Stolen personal identities are used to open credit card accounts, utility accounts, and other accounts, or for various tax related transactions or filings, and can easily ruin their victims’ credit history. There are 3 common types of identity theft involving tax matters:
- Using the victim’s social security number (“SSN”) on a false tax return and claiming a refund.
- A worker using the taxpayer’s SSN resulting in additional income being reported to the IRS.
- A business reporting paying wages to a person even though they did not work for the employer to reduce the business’ taxable income and tax liability.
Discovering and Reacting to the Theft
The taxpayer usually does not find out immediately or perhaps at all their SSN is compromised.
If a taxpayer does not learn of the fraud until collection activity occurs, they need to respond to the IRS immediately, including using the Offer in Compromise Program, asking for Audit Reconsideration, or having the case heard in the United States Tax Court.

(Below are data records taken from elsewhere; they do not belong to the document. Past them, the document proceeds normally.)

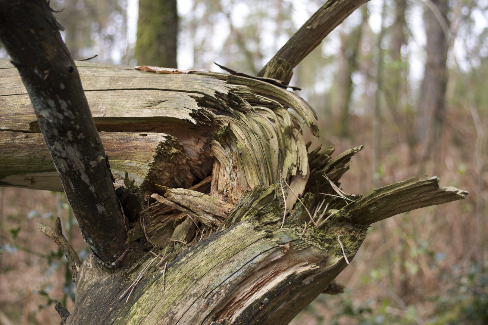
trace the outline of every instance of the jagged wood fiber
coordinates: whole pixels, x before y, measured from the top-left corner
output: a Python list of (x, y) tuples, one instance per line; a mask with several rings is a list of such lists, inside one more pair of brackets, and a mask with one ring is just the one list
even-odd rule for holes
[[(350, 261), (371, 223), (467, 194), (421, 176), (338, 197), (331, 182), (363, 147), (307, 153), (301, 121), (318, 135), (316, 117), (293, 93), (215, 73), (78, 65), (116, 185), (140, 195), (127, 242), (160, 257), (116, 270), (89, 257), (66, 324), (286, 324), (347, 265), (338, 235)], [(56, 189), (22, 87), (0, 60), (0, 185)], [(303, 204), (282, 192), (280, 171)]]

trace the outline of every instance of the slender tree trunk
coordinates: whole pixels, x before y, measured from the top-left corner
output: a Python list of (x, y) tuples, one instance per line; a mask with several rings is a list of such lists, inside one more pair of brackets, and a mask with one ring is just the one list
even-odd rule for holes
[[(420, 88), (417, 106), (416, 133), (417, 140), (423, 147), (421, 159), (425, 161), (431, 152), (437, 156), (440, 139), (446, 115), (445, 99), (447, 85), (446, 63), (447, 58), (447, 43), (446, 31), (441, 21), (447, 19), (449, 7), (447, 1), (432, 0), (433, 8), (426, 7), (425, 23), (427, 26), (427, 59), (425, 73)], [(432, 10), (438, 10), (441, 17), (436, 17)], [(432, 149), (431, 150), (431, 149)]]
[(178, 33), (176, 0), (139, 0), (137, 64), (177, 68)]
[(381, 177), (380, 171), (380, 161), (381, 154), (381, 91), (383, 82), (383, 65), (385, 55), (381, 48), (381, 43), (385, 36), (385, 27), (383, 26), (386, 17), (386, 4), (383, 1), (381, 14), (381, 30), (378, 37), (376, 46), (378, 49), (378, 66), (376, 69), (376, 93), (374, 98), (374, 111), (373, 114), (373, 184), (375, 187), (378, 187)]
[[(367, 14), (367, 8), (362, 7), (363, 18)], [(341, 48), (339, 51), (339, 71), (338, 73), (337, 107), (340, 115), (337, 125), (337, 134), (339, 136), (351, 135), (349, 125), (349, 109), (352, 95), (352, 74), (358, 69), (358, 55), (363, 34), (362, 23), (349, 34), (343, 31), (341, 34)]]
[[(92, 250), (72, 313), (56, 306), (63, 324), (286, 324), (349, 263), (368, 225), (467, 194), (426, 176), (344, 193), (339, 180), (363, 146), (307, 153), (301, 121), (318, 136), (316, 115), (276, 80), (81, 62), (95, 120), (59, 28), (44, 0), (0, 0), (15, 66), (0, 60), (10, 116), (0, 184), (55, 166)], [(35, 159), (18, 149), (29, 141)], [(112, 179), (105, 146), (123, 179)], [(38, 227), (78, 269), (60, 220)]]

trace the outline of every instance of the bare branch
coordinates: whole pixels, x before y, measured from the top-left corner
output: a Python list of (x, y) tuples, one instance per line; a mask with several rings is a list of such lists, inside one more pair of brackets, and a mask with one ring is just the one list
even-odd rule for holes
[(61, 230), (61, 219), (58, 217), (56, 219), (56, 225), (54, 228), (48, 227), (40, 222), (36, 223), (36, 225), (42, 233), (54, 240), (64, 253), (64, 256), (67, 259), (70, 266), (73, 270), (73, 281), (76, 282), (77, 276), (78, 271), (80, 270), (80, 267), (81, 265), (81, 261), (80, 260), (78, 255), (73, 249), (71, 244), (62, 234)]
[(125, 218), (62, 29), (45, 0), (0, 0), (0, 39), (27, 89), (83, 238), (99, 262), (113, 267), (126, 249)]
[(288, 84), (292, 69), (346, 17), (368, 0), (329, 0), (297, 31), (257, 75)]
[(419, 176), (375, 190), (343, 208), (354, 222), (370, 225), (416, 209), (465, 198), (465, 191), (439, 187), (437, 176)]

If the IRS determines a taxpayer’s SSN has been compromised it will request the documentation listed below, and If not timely provided the SSN will be frozen and a new SSN will be issued to the taxpayer until the matter is resolved.
Fraudulent returns
When a fraudulent tax return is filed, the thief uses an address other than that of the taxpayer to receive the refund check. The IRS updates the taxpayer’s account with the new address and sends all IRS notices to the new false address, so the victim does not receive any notices. The taxpayer typically finds out about the fraudulent return after filing their tax return, which is rejected or an expected refund never arrives.
The taxpayer then must provide documentation to the IRS to demonstrate they are the owner of the stolen SSN, e.g., copy of a
- driver’s license
- passport
- social security card, and
- police report or FTC Affidavit of Identity Theft.
The taxpayer’s account should then be coded which hopefully protects their account in the future.
Fraudulent work purposes
The taxpayer eventually receives a notice that they need to file a tax return or that their tax return has been changed, and must respond accordingly to prove that they did not have the improperly reported income. Usually this is done by obtaining information from the employer reporting the wages or by showing that they did not live in or near the location from which the incorrect income was reported.
It is imperative that the taxpayer comply with the Service’s requests in this situation to ensure that an assessment is not entered against him and that collection activity does not occur. If collection activity has occurred, the taxpayer should follow regular avenues for disputing the tax assessed.
Service Assistance
The IRS established the IRS Protection Specialized Unit and Identity Theft Hotline at 1-800-908-4490. If you are unable to work with the unit, or the unit is not properly handling your matter. Taxpayers should turn to the Taxpayer Advocate Service at 1-877-777-4778 if the Service has not properly resolved the matter. The advocate’s office will assign the case to a specific individual and will make contact for this matter easier.